At the Thomas Street Health Center in Houston, where Giordano is medical director, the clients are primarily underinsured, uninsured, or publicly insured. The good news, like many clinics funded by the Ryan White Care Act, is that about 85% of these patients are virally suppressed, he reported.

But because Texas has not expanded Medicaid, the clinic uses the portion of its Ryan White funding that would go toward wrap-around services to support people staying in care or to provide primary care, he explained. This means that it is up to patients to make sure they stay certified for the AIDS Drug Assistance Program, which provides free medication to people living with HIV, Medicaid where they qualify, and the Ryan White program itself.

For those people, the struggle to stay in care often means that they are not taking any pills at all.
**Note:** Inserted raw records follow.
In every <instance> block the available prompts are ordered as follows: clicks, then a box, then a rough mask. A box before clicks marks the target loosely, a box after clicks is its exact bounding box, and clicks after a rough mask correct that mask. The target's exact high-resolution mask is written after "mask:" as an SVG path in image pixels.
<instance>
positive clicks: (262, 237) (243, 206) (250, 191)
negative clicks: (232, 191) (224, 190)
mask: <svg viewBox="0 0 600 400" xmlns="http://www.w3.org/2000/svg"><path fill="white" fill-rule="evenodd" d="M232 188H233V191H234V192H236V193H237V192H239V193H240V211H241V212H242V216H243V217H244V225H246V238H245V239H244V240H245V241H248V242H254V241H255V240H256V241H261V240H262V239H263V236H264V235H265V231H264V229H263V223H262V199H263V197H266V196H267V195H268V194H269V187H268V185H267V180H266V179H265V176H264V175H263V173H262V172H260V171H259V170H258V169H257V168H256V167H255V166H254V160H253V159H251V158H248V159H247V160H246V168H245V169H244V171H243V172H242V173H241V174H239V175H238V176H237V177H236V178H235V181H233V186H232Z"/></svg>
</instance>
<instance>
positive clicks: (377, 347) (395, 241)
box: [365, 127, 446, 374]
This is the 15% of the HIV population that is not virally suppressed, he said, and those people were definitely not part of FLAIR or ATLAS.

He also referred to the "long tail" of cabotegravir, which has been demonstrated in prevention trials, as reported by Medscape Medical News. What happens when someone gets a shot and then misses a shot? And what happens, Giordano asked, if someone "totally stops meds because they've gone to jail for 3 months and they don't want to tell anyone that they're taking them?"

If the answer is that people have to go back on oral treatment, "that's fine," he said, "but that's what we're trying to avoid in people who have failed on orals."

What FLAIR and ATLAS were able to show is that the injection could be a good option for "people with reasonable access to care, who are motivated, who have access to the support provided in a clinical trial," and for whom "taking a daily pill is not a barrier."

"Is this a safe regimen for patients who are not undetectable on their current regimen and who may have a problem with access to care?" he asked. The answer is that we don't know.

In other words, Giordano added, these studies were not designed to determine whether the injections will "help end the HIV epidemic."

FLAIR and ATLAS were funded by ViiV Healthcare, Janssen, and GlaxoSmithKline. Giordano has disclosed no relevant financial relationships. Swindells reports that ViiV Healthcare and Merck have provided research grants to her institution. Orkin reports receiving honoraria and speaking fees from Janssen, Merck, ViiV Healthcare, and Gilead Sciences. Haberl reports receiving speakers' fees, honoraria for advisory boards, or travel grants from Gilead Sciences, Merck, and Janssen.

Conference on Retroviruses and Opportunistic Infections (CROI) 2019: Abstract OA O-10 139 and 140LB. Presented March 7, 2019.